What should a Sphynx cat look like?
Many Sphynxes do actually have some fur with it usually appearing around their ears, toes and tail. Their entire body is covered with a delicate soft down making them feel just like an apricot. As they have no thick fur to insulate them, they’ll often feel warmer to the touch than a full coated cat.
Once you overlook the obvious lack of hair, the Sphynx actually has several other physical attributes that add to their unique charm. Their huge eyes are exaggerated by their lack of fur as are their large triangular ears which makes it hard to look away from a Sphynx that’s got your attention.
Although they appear wrinkly, their skin has no more wrinkles than a full coated cat and as they mature from kittenhood, the wrinkles will smooth out with only a few remaining.
What sort of personality does the Sphynx cat have?
Anyone who has enjoyed the popular TV show friends will remember the episode “the one with the ball” where Rachel gets a cat (regardless of Joey’s insistence it’s not a cat!). Despite Rachel’s despair her new Sphynx isn’t as sweet as she remembers her grandmother’s being, Sphynxes are actually incredibly friendly and affectionate cats.
They’re another breed described as having dog like tendencies as they love to play fetch, will happily follow you around the house and greet you with an enthusiastic welcome when you get home. Sphynx’s generally love being handled and love making new friends whether it’s with new owners, children or other animals.
When they start feeling too cold, they’ll seek out a warm spot and think nothing of joining their owners under the bed covers.
What health problems are common with Sphynx Cats?
No fur doesn’t mean no grooming, looking after a Sphynx can be as demanding as any long haired cat. Cat’s fur is designed to help pull dirt and oils away from the skin, as the Sphynx has no hair to do this, they’ll be dependent on you for regular baths and your vet will be able to offer advice on the best doggy shampoo to use.
Another result of their playful, inquisitive nature is they’ll never meet another living thing they won’t want to befriend or nook or cranny they don’t want to investigate. You’ll need to make sure all kitchen cupboards are cat proof and if your Sphynx is going to be allowed free roam outside, you might find yourself frequently asking neighbours to check sheds and garages.
It’s often assumed the Sphynx is hypoallergenic because of their lack of fur which isn’t the case.
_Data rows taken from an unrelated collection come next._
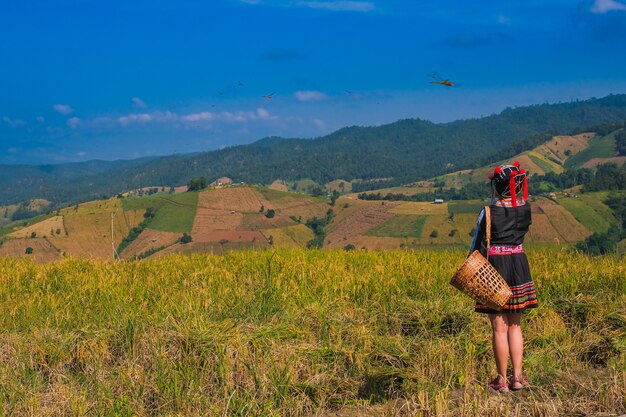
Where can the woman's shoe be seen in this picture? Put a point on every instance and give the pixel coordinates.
(499, 386)
(519, 383)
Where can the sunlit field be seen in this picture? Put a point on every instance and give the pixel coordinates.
(296, 332)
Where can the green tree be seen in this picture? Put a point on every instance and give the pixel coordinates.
(197, 184)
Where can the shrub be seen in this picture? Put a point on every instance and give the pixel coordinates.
(185, 238)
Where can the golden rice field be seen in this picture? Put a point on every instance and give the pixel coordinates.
(296, 333)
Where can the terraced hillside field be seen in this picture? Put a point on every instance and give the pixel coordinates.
(590, 210)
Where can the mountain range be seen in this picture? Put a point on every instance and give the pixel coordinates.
(396, 153)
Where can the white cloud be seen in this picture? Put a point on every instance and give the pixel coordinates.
(13, 123)
(198, 117)
(135, 118)
(341, 5)
(319, 123)
(138, 103)
(63, 109)
(604, 6)
(503, 20)
(310, 95)
(74, 122)
(263, 113)
(333, 5)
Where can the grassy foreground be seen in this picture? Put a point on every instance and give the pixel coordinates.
(297, 332)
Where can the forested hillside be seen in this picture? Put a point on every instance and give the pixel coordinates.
(399, 152)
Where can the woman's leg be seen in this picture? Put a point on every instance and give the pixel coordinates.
(516, 343)
(500, 342)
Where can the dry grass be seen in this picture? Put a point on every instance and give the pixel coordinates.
(594, 162)
(297, 333)
(43, 251)
(48, 227)
(421, 209)
(554, 224)
(88, 228)
(295, 236)
(352, 223)
(149, 239)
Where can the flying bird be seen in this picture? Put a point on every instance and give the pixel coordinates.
(437, 80)
(447, 83)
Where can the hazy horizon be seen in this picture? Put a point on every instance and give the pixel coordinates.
(88, 79)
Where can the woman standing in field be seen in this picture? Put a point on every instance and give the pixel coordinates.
(510, 219)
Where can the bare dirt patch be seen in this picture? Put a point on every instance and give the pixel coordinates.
(230, 236)
(88, 229)
(49, 227)
(362, 219)
(42, 250)
(289, 237)
(209, 220)
(278, 185)
(232, 198)
(149, 239)
(553, 224)
(594, 162)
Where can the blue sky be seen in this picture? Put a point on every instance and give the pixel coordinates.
(120, 79)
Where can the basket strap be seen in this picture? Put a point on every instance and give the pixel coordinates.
(488, 220)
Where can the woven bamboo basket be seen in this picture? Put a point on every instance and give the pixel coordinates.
(480, 280)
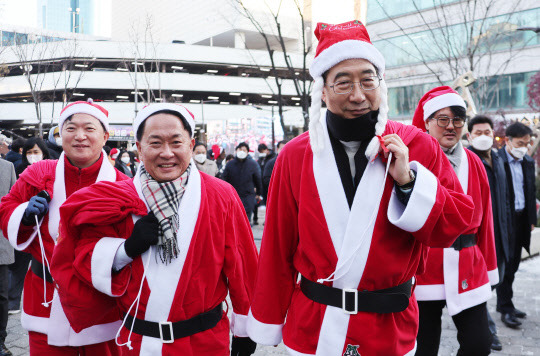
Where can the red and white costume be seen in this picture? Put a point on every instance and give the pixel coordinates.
(217, 256)
(464, 278)
(60, 179)
(310, 229)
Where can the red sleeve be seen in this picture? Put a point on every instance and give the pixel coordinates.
(240, 266)
(11, 211)
(437, 211)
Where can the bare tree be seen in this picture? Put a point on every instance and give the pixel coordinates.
(142, 58)
(35, 62)
(466, 39)
(302, 82)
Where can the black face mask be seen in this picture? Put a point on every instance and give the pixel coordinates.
(358, 129)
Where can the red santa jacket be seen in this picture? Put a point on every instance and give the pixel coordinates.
(379, 243)
(217, 256)
(59, 178)
(463, 278)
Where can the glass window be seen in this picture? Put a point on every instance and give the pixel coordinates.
(498, 34)
(382, 9)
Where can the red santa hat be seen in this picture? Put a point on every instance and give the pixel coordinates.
(433, 101)
(114, 153)
(338, 43)
(84, 107)
(151, 109)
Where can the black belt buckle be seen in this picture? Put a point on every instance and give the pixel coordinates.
(350, 293)
(163, 331)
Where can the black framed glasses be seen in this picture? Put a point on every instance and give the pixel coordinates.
(346, 86)
(444, 121)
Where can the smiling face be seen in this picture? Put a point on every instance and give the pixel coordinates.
(165, 147)
(447, 136)
(83, 138)
(358, 102)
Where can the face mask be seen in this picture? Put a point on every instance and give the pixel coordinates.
(482, 143)
(519, 152)
(201, 157)
(34, 158)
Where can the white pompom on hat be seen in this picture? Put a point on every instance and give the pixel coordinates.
(151, 109)
(84, 107)
(338, 43)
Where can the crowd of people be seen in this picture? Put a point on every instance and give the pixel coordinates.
(134, 252)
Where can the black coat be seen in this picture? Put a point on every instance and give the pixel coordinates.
(529, 187)
(244, 176)
(267, 175)
(500, 202)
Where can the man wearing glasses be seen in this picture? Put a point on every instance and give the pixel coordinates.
(461, 275)
(519, 167)
(354, 222)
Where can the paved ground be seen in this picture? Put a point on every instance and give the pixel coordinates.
(525, 341)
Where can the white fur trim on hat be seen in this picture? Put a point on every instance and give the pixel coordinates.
(151, 109)
(442, 101)
(344, 50)
(83, 108)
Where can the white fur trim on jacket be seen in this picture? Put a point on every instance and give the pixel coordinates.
(261, 333)
(13, 228)
(414, 215)
(238, 324)
(102, 263)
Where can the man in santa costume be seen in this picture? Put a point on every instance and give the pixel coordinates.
(461, 275)
(352, 207)
(166, 248)
(29, 218)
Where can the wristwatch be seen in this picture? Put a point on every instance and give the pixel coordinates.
(410, 184)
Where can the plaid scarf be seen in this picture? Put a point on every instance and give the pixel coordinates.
(164, 200)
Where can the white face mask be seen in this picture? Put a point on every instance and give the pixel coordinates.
(34, 158)
(519, 152)
(241, 154)
(482, 142)
(201, 157)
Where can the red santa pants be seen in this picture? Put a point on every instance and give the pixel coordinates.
(40, 347)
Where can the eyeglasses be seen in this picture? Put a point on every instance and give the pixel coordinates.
(444, 121)
(346, 86)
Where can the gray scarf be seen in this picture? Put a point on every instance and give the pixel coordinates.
(164, 200)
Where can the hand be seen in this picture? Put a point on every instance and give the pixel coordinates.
(145, 234)
(399, 167)
(37, 206)
(242, 346)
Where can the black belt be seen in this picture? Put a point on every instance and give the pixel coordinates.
(464, 241)
(390, 300)
(169, 331)
(37, 269)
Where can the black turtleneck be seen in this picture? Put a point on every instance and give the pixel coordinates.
(361, 129)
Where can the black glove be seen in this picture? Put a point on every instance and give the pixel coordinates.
(38, 206)
(145, 233)
(242, 346)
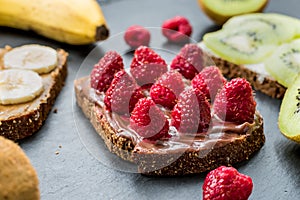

Those allergic to cats are usually allergic to a protein secreted through saliva and skin glands which the Sphynx still has.
Just like several other pedigree cats like the Maine coon and the Ragdoll, the Sphynx can also carry the gene for hypertrophic cardiomyopathy (HCM). This is the most common form of heart disease in cats and can be fatal at a young age especially if both the cat’s parents carried the gene. Luckily there are great screening options available now and reputable breeders will make sure no cats are sired from cats with this gene defect. Always ask your breeder to see proof neither of your new kitten’s parents carry the defective gene.